И среди ее знакомых кто-то мог умереть раньше ее неожиданной трагической смертью. Трое из ее подруг и кузен скончались в прошлом году. В одном случае произошла трагедия во время прогулки на яхте, в другом — автомобильная катастрофа. Уна Мэннинг умерла в двадцать шесть лет от цирроза печени, злоупотребляя алкоголем, а Лола Монтгомери приняла чрезмерную дозу снотворного. Их ранняя смерть была следствием беспорядочного образа жизни. Ни Лола, ни Уна не хотели умирать.

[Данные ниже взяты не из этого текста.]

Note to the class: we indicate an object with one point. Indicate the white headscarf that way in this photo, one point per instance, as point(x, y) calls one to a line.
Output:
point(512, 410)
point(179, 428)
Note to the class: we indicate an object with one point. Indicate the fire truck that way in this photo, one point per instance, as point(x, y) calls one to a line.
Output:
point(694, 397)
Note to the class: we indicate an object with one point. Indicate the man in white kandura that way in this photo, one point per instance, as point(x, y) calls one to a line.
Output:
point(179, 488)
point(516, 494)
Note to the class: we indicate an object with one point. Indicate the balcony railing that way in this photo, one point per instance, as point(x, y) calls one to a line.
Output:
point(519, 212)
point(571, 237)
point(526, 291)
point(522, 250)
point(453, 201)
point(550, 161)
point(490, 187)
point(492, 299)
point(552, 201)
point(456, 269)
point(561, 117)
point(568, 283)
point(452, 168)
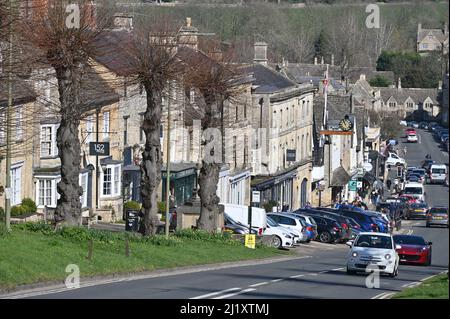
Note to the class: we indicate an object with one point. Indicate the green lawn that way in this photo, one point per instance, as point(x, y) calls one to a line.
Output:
point(434, 288)
point(30, 257)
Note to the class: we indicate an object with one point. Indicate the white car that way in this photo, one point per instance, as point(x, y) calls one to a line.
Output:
point(393, 160)
point(282, 237)
point(377, 250)
point(292, 223)
point(412, 138)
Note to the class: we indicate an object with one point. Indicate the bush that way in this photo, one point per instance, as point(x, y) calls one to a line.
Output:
point(131, 205)
point(29, 205)
point(17, 210)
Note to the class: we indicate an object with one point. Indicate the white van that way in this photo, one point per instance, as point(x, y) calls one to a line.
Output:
point(438, 173)
point(240, 214)
point(416, 190)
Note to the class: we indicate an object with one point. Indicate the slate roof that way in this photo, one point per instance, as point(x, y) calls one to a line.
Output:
point(418, 95)
point(268, 80)
point(299, 70)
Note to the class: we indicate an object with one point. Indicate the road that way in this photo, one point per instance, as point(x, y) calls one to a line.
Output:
point(318, 272)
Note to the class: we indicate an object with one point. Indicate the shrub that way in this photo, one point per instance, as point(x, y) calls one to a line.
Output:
point(29, 205)
point(18, 210)
point(131, 205)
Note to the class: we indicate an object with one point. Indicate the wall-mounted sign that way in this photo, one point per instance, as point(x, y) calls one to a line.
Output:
point(290, 155)
point(99, 148)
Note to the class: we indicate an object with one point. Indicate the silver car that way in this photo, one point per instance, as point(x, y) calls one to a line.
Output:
point(437, 216)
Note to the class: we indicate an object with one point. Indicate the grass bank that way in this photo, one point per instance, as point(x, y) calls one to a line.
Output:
point(32, 254)
point(434, 288)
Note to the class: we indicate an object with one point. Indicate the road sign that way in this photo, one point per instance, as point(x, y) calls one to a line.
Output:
point(256, 196)
point(99, 148)
point(250, 241)
point(290, 155)
point(367, 167)
point(352, 186)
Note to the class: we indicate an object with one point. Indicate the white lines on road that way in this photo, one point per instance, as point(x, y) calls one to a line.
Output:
point(215, 293)
point(259, 284)
point(236, 293)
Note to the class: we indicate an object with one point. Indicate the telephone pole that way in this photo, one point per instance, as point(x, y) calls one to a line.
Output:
point(8, 128)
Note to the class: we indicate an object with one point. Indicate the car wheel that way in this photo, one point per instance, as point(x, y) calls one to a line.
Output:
point(276, 242)
point(325, 237)
point(351, 272)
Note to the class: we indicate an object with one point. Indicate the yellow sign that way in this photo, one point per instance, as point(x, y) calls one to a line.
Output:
point(250, 241)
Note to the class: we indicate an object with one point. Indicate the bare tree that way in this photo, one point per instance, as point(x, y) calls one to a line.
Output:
point(154, 65)
point(217, 81)
point(67, 48)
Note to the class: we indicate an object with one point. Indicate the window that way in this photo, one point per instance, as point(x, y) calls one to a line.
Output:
point(89, 128)
point(19, 124)
point(84, 185)
point(111, 180)
point(105, 125)
point(16, 185)
point(125, 130)
point(46, 194)
point(48, 141)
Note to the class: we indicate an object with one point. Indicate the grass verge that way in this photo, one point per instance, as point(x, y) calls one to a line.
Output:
point(32, 254)
point(434, 288)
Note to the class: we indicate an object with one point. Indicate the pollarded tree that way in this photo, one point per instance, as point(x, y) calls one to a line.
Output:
point(216, 80)
point(64, 34)
point(154, 65)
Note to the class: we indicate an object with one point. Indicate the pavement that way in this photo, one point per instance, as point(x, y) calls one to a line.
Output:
point(318, 271)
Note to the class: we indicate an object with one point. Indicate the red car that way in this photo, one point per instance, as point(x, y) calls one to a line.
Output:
point(414, 250)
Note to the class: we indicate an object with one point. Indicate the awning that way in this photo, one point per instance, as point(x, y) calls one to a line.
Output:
point(340, 177)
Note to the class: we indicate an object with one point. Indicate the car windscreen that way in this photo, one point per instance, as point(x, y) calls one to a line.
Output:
point(412, 190)
point(436, 210)
point(374, 241)
point(271, 222)
point(408, 240)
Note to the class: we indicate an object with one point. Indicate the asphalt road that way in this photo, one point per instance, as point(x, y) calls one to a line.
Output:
point(319, 271)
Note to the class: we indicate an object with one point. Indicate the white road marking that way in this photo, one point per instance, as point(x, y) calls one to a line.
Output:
point(236, 293)
point(215, 293)
point(259, 284)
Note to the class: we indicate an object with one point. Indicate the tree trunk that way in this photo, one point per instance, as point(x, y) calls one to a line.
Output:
point(209, 173)
point(68, 209)
point(151, 162)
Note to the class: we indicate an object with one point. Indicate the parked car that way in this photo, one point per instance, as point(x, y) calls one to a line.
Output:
point(393, 160)
point(412, 138)
point(292, 223)
point(417, 210)
point(416, 190)
point(438, 174)
point(414, 249)
point(328, 229)
point(236, 227)
point(341, 220)
point(282, 237)
point(376, 249)
point(437, 216)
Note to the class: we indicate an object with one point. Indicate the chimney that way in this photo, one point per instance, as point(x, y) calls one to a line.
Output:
point(188, 35)
point(260, 53)
point(123, 21)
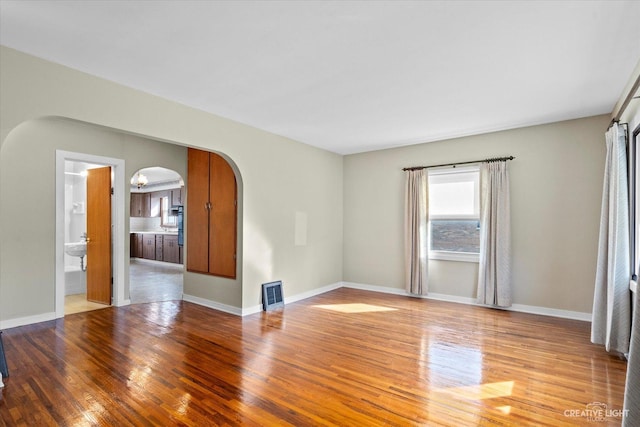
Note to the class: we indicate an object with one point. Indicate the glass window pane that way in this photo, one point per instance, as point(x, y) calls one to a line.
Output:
point(455, 235)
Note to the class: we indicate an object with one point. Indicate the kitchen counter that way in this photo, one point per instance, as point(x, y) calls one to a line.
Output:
point(170, 233)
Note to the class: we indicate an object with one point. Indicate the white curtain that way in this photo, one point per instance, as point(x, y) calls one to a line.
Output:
point(415, 227)
point(611, 318)
point(494, 276)
point(631, 417)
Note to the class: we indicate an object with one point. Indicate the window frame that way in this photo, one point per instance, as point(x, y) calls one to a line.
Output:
point(454, 255)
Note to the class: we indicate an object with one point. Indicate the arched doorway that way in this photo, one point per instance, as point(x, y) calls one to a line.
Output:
point(156, 245)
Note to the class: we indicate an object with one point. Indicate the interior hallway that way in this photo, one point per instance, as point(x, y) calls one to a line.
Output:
point(149, 281)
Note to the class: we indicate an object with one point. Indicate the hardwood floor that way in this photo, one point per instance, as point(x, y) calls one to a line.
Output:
point(347, 357)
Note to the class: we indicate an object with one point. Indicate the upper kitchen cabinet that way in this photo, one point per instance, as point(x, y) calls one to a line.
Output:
point(152, 188)
point(211, 215)
point(140, 205)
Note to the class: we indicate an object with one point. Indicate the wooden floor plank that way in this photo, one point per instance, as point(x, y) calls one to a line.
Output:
point(347, 357)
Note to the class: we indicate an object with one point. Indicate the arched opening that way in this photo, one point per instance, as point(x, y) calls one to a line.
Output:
point(156, 235)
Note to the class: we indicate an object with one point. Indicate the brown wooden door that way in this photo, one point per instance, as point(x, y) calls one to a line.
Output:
point(222, 221)
point(198, 211)
point(211, 215)
point(99, 235)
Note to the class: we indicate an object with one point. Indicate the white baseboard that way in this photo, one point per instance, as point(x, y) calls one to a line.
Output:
point(293, 298)
point(28, 320)
point(531, 309)
point(543, 311)
point(213, 304)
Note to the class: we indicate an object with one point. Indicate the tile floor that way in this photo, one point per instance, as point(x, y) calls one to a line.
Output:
point(149, 281)
point(152, 281)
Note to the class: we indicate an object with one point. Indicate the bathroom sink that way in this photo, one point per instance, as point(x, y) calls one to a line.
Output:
point(78, 249)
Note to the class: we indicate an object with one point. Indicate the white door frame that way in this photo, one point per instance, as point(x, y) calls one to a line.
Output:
point(118, 224)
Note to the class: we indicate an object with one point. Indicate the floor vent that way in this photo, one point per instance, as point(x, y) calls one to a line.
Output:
point(272, 295)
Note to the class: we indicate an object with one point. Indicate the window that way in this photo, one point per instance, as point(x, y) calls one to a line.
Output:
point(454, 214)
point(167, 219)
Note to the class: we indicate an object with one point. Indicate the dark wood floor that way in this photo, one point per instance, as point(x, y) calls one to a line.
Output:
point(347, 357)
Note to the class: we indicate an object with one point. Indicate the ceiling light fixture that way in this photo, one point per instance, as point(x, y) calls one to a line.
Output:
point(141, 180)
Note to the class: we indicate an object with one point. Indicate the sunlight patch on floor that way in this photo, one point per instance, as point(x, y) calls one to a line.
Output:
point(78, 303)
point(482, 391)
point(355, 308)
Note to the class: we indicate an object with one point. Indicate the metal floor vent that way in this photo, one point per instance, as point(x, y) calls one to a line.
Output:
point(272, 295)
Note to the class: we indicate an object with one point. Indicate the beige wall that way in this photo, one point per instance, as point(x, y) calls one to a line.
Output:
point(279, 177)
point(556, 188)
point(27, 211)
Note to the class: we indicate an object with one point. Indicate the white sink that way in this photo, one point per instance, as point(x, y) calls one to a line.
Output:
point(78, 249)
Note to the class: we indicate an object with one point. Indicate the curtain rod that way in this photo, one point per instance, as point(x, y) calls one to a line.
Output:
point(493, 159)
point(630, 96)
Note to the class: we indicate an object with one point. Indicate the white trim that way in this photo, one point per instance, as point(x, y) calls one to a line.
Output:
point(212, 304)
point(454, 256)
point(118, 218)
point(29, 320)
point(531, 309)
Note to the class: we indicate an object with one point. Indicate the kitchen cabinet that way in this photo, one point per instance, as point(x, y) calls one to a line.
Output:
point(158, 247)
point(176, 196)
point(140, 205)
point(149, 246)
point(155, 210)
point(211, 215)
point(136, 245)
point(170, 249)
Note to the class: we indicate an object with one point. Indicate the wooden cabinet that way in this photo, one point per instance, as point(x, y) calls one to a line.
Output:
point(170, 249)
point(211, 215)
point(136, 245)
point(140, 205)
point(176, 196)
point(159, 247)
point(149, 246)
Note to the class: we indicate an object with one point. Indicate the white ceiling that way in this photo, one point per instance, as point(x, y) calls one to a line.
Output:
point(349, 76)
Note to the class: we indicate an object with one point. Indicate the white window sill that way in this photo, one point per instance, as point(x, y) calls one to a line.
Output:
point(454, 256)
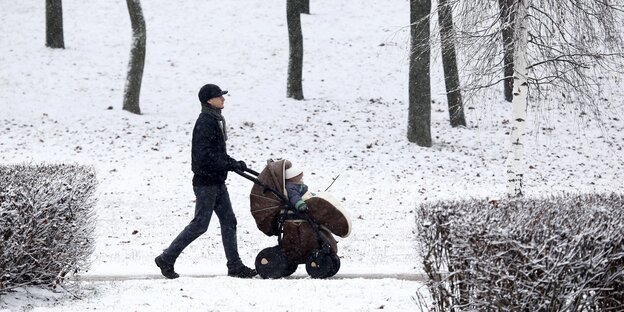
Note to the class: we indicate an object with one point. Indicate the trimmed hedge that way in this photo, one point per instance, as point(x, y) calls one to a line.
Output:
point(46, 223)
point(561, 253)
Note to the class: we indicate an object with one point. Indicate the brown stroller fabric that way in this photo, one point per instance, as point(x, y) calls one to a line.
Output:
point(300, 241)
point(265, 205)
point(299, 238)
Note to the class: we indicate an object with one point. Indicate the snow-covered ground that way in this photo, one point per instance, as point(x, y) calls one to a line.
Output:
point(65, 106)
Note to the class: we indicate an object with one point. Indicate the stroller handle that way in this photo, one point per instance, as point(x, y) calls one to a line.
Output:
point(255, 180)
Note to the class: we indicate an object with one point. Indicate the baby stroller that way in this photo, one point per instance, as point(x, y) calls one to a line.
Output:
point(302, 237)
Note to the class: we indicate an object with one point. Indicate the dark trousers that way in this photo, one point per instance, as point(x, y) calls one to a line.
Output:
point(208, 199)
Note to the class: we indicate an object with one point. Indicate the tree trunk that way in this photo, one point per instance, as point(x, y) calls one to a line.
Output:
point(507, 17)
point(54, 24)
point(137, 58)
point(419, 116)
point(294, 87)
point(449, 63)
point(305, 6)
point(516, 161)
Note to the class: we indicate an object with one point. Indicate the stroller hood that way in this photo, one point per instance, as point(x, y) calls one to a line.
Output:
point(265, 205)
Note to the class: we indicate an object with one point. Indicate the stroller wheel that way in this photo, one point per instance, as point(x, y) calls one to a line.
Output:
point(292, 267)
point(322, 265)
point(271, 263)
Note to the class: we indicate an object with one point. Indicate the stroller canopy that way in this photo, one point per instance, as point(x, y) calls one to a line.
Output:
point(265, 204)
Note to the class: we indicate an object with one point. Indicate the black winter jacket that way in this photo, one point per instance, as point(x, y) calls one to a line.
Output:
point(209, 160)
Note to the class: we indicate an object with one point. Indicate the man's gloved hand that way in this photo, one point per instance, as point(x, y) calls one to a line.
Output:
point(241, 165)
point(301, 208)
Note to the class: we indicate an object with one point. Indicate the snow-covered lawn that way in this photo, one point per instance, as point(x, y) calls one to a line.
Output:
point(54, 107)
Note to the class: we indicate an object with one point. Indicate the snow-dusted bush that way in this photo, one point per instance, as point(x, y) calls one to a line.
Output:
point(46, 222)
point(562, 253)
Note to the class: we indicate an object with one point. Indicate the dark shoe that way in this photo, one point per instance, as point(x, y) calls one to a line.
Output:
point(166, 268)
point(242, 272)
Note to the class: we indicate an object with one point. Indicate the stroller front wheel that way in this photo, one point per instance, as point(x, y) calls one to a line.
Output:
point(322, 265)
point(272, 263)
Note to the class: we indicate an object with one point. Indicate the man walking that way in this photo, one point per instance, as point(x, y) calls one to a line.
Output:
point(210, 164)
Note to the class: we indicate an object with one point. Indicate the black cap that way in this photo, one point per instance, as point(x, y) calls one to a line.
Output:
point(208, 92)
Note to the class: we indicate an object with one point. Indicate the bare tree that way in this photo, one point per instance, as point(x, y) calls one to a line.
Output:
point(294, 87)
point(419, 115)
point(54, 24)
point(305, 6)
point(449, 63)
point(568, 51)
point(519, 103)
point(507, 18)
point(137, 58)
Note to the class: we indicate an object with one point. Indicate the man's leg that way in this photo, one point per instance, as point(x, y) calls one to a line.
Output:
point(206, 197)
point(227, 220)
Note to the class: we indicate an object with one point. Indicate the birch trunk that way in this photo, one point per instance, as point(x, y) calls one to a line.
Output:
point(516, 163)
point(54, 24)
point(419, 115)
point(449, 64)
point(294, 88)
point(137, 58)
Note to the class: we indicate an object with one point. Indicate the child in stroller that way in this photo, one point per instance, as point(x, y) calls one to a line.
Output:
point(302, 221)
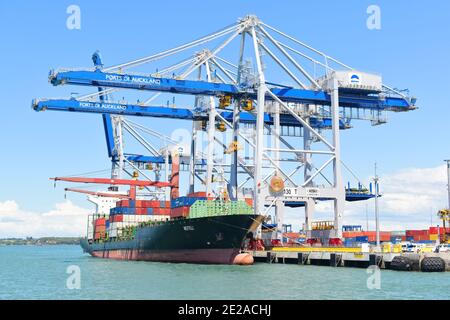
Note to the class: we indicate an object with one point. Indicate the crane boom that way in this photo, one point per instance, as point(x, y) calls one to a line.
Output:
point(123, 182)
point(99, 194)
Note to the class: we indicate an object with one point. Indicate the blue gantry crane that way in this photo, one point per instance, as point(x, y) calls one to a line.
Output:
point(238, 95)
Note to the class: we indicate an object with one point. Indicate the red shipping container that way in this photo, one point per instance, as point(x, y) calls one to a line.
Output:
point(141, 211)
point(117, 218)
point(163, 211)
point(179, 212)
point(148, 204)
point(100, 222)
point(434, 230)
point(197, 194)
point(352, 234)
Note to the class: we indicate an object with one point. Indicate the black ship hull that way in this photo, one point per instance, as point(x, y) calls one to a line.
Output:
point(209, 240)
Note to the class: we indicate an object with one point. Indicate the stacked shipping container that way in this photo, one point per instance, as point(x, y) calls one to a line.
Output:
point(395, 236)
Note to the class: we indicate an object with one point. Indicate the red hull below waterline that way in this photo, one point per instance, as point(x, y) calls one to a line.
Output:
point(207, 256)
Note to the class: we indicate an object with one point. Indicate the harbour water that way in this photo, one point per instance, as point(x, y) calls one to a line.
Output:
point(51, 272)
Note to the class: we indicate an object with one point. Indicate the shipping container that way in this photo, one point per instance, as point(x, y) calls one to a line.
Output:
point(362, 239)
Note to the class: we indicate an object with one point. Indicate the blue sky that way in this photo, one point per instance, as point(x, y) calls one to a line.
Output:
point(411, 51)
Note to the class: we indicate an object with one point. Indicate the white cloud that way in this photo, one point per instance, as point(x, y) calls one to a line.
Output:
point(411, 198)
point(66, 219)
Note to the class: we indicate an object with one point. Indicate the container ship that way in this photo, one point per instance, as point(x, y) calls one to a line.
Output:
point(195, 228)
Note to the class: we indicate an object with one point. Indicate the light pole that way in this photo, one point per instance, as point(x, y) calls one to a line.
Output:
point(448, 181)
point(377, 220)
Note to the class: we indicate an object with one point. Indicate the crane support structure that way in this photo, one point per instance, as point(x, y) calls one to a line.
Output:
point(283, 101)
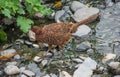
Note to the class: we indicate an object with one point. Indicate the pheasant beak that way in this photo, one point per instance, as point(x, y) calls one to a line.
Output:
point(31, 35)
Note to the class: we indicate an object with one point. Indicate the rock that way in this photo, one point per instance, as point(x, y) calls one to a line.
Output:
point(108, 57)
point(53, 75)
point(28, 42)
point(83, 46)
point(11, 69)
point(23, 75)
point(64, 74)
point(90, 63)
point(36, 45)
point(17, 57)
point(39, 15)
point(8, 51)
point(96, 76)
point(37, 59)
point(90, 51)
point(44, 62)
point(86, 68)
point(88, 14)
point(34, 67)
point(62, 16)
point(117, 76)
point(19, 41)
point(7, 21)
point(11, 63)
point(114, 65)
point(47, 75)
point(117, 71)
point(75, 5)
point(109, 3)
point(83, 71)
point(108, 29)
point(82, 31)
point(29, 73)
point(22, 69)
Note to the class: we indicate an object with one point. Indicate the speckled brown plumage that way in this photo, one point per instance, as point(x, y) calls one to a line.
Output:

Лола явно не собиралась кончать жизнь самоубийством. Ее нашли лежащей на душистых кружевных подушках в соблазнительной позе, в пеньюаре, распахнутом на бедре. Она рассчитывала, что именно в таком виде ее застанет любовник, и не знала о его выходках. Он обещал зайти за ней в шесть часов, но его сбили с толку приятели в «Уолдорфе». И когда Лола спала вечным сном, он пил джин и играл в баккара.

Нэнси считала, что ей больше повезло. У нее был шанс переоценить свою жизнь и понять, чего в ней не хватало. Она решила избавиться от навязанной ей роли послушной дочери и верной жены, лишенной при этом полноценного счастья. Открыто вступить в любовную связь с Рамоном Санфордом было чем-то новым для нее, чего она раньше никогда не осмелилась бы сделать. Годами ей напоминали, какое положение она занимала в обществе.